Ainsi, je crois qu’il est important de retenir trois choses. D’abord, j’aimerais préciser qu’à aucun moment notre rapport ne précise que la liberté académique justifierait de violer la loi. Il faut que cela soit clair, ce n’est pas du tout notre intention. Dans son rapport, le Conseil d’Etat tient aussi à rappeler son attachement à l’Etat de droit, au respect des lois et des institutions de notre pays. La Suisse et le canton de Vaud disposent d’outils démocratiques étendus – élections aux différents échelons institutionnels, possibilités d’initiatives ou de référendums – qui doivent toujours être privilégiés pour défendre ces idées et ces valeurs. Aucune cause ne justifie de s’écarter de l’Etat de droit. Aucune cause ne peut appeler à violer délibérément la loi ou à mettre des personnes en danger dans leurs activités quotidiennes. D’aucune manière, le Conseil d’Etat ne soutient la désobéissance civile. Sa position est extrêmement claire.
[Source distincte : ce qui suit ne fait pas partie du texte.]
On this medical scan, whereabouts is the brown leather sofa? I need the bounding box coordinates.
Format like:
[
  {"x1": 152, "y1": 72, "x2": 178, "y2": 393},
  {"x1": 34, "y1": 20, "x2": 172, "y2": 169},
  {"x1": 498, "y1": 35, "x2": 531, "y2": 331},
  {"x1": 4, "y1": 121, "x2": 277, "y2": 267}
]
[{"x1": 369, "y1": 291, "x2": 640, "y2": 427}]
Dès lors, je ne fais pas non plus la même lecture de l’arrêt du Tribunal fédéral communiqué le 3 mai dernier. En tant qu’autorité de surveillance de l’institution au sens de l’article 11 de la LUL, le Conseil d’Etat la rendra toutefois attentive aux conclusions du récent arrêt du Tribunal fédéral qui, tout en reconnaissant un caractère idéaliste et altruiste aux actions politiques menées par les militants du climat, estime que « ce caractère respectable est à exclure dans tous les cas où des actions entraînent, par leur violence, des dommages matériels ou un danger pour l'intégrité physique de tiers », de sorte qu’en pareils cas la circonstance atténuante du « mobile honorable » ne peut être retenue. Le Tribunal fédéral ajoute par ailleurs que « dans un Etat de droit tel que la Suisse, qui offre de larges garanties en termes de droits politiques et de liberté d'expression notamment, des actes de telle nature ne sauraient en effet être rendus excusables par la volonté de promouvoir quelque idéal politique, aussi respectable soit-il ». Je tenais simplement à préciser cela pour éviter de mauvaises interprétations. La position du Conseil d’Etat est claire : il respecte l’autonomie de l’UNIL, mais ne cautionne pas la désobéissance civile.

M. Laurent Miéville (V'L) — Président-e

La discussion est close.

Ce point de l’ordre du jour est traité.